In December, the US Coast Guard and Palauan maritime authorities seized a Chinese fishing vessel suspected of illegally harvesting sea cucumber inside Palau’s territorial waters.
“This is about securing our borders, and other countries that don’t respect other countries’ borders are not acceptable,” Whipps said.
“Stealing and offering bribes, that’s just got to stop, illegal fishing has to stop. As countries, we should also be responsible to our people and tell them not to go to other countries and do these kinds of things,” he said.
Whipps said countries that wanted to be regarded as global leaders should take responsibility for the actions of their citizens.
He said the outgoing vice-president of Palau, also the country’s justice minister, had tried to contact the Chinese government about the vessel’s unlawful entry into Palau.
“But they don’t seem to care and that is unacceptable. They should take responsibility for their people, and it is like they encouraged them by ignoring them. It’s not good.”
Whipps also pledged Palau would continue formal recognition of, and its close relations with, Taiwan, despite the growing presence of China in the Pacific.
“Palau’s position, as a friend of Taiwan, has caused a lot of collateral damage for Palau. Other countries that do not like this relationship, do things in the international community, like the UN and other Pacific organisations, to try to disrupt what Palau is promoting. I think that’s the nature of larger nations who want to bully,” Whipps told the Guardian.

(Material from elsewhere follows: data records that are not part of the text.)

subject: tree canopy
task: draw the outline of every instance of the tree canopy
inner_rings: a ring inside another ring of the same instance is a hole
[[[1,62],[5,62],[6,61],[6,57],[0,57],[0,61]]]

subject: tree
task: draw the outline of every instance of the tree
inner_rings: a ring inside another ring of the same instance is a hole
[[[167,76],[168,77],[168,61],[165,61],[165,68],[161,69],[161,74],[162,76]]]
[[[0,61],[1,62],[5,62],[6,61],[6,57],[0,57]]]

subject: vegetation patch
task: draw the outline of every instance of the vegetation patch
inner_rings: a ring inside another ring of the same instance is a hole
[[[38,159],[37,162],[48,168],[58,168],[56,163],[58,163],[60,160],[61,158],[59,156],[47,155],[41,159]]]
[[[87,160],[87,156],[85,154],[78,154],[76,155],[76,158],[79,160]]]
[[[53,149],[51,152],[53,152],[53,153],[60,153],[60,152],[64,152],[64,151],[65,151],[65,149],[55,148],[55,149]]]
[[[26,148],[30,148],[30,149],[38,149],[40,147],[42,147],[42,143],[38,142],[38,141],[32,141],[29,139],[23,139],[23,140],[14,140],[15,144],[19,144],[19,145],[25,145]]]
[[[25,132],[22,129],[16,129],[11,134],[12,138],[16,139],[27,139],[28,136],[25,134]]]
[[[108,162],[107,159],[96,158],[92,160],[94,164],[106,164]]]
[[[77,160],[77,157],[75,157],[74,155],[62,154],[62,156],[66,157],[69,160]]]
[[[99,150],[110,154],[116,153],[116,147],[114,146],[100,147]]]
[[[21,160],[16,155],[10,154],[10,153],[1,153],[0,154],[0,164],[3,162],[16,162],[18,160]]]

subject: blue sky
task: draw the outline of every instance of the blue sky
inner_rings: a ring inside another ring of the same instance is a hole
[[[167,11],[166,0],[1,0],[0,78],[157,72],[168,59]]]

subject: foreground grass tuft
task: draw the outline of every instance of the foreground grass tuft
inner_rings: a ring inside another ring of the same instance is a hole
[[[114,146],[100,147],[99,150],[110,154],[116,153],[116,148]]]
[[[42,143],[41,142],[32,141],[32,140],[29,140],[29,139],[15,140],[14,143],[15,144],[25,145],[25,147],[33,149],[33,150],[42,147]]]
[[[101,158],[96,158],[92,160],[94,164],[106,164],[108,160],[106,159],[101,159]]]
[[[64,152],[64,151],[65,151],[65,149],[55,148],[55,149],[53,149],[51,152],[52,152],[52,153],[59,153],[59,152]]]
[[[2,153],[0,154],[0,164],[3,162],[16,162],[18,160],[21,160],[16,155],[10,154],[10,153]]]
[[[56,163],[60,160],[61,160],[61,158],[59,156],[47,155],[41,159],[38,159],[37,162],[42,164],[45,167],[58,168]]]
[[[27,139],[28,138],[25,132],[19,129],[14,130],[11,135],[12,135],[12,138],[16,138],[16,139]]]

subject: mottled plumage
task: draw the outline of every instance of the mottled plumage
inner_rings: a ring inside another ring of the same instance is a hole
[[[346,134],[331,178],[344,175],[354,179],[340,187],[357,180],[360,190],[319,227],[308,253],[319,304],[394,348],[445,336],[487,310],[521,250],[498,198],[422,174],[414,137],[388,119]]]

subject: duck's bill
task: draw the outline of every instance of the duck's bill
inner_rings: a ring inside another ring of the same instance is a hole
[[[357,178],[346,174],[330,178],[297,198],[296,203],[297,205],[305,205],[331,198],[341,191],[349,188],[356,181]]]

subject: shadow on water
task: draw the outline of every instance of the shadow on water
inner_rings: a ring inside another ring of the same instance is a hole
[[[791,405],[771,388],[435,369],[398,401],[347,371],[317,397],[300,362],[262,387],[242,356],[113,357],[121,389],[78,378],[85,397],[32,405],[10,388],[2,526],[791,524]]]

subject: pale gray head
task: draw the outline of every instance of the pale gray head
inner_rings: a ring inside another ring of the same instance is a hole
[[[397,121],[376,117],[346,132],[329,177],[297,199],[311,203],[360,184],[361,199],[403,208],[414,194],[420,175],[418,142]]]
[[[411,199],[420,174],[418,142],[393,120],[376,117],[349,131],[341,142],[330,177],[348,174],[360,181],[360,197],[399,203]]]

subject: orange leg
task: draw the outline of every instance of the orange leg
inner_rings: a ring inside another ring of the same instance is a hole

Palau is one of Taiwan’s 15 remaining diplomatic allies, and one of only four remaining in the Pacific (after Solomon Islands and Kiribati switched in 2019). As a pointed show of support, Taiwan’s foreign minister, Joseph Wu, will attend Whipps’s presidential inauguration this week, and the two administrations have been in discussions over a travel bubble, given low cases numbers in Taiwan and Palau , which remains Covid-free.
But Palau’s allegiance to Taiwan has not been without consequence: the nation is subject to an unofficial travel ban for Chinese tourists which has hurt the country’s tourism-dependent economy.
Whipps was portrayed as a generational change during the spirited, but comparatively good-natured, presidential campaign held over two rounds in October and November. Palau’s electoral cycle mirrors that of the United States, with which it has a compact of free association, which covers military co-operation and financial assistance.
Whipps said re-starting Palau’s tourism-dependent economy post-Covid was a priority, and that he hoped to vaccinate most of his country’s 18,000-strong population by the northern hemisphere summer.
But he said climate change presented Palau’s greatest long-term challenge. Most of the population lives close to the water, and the country’s only hospital is near the coast where it is at risk of being wiped out by a typhoon or storm surge.
“We see [climate change] on a daily basis, other people don’t,” Whipps said. “We need to make people understand, especially the larger countries, that the threat is real and we should work together to find a solution.”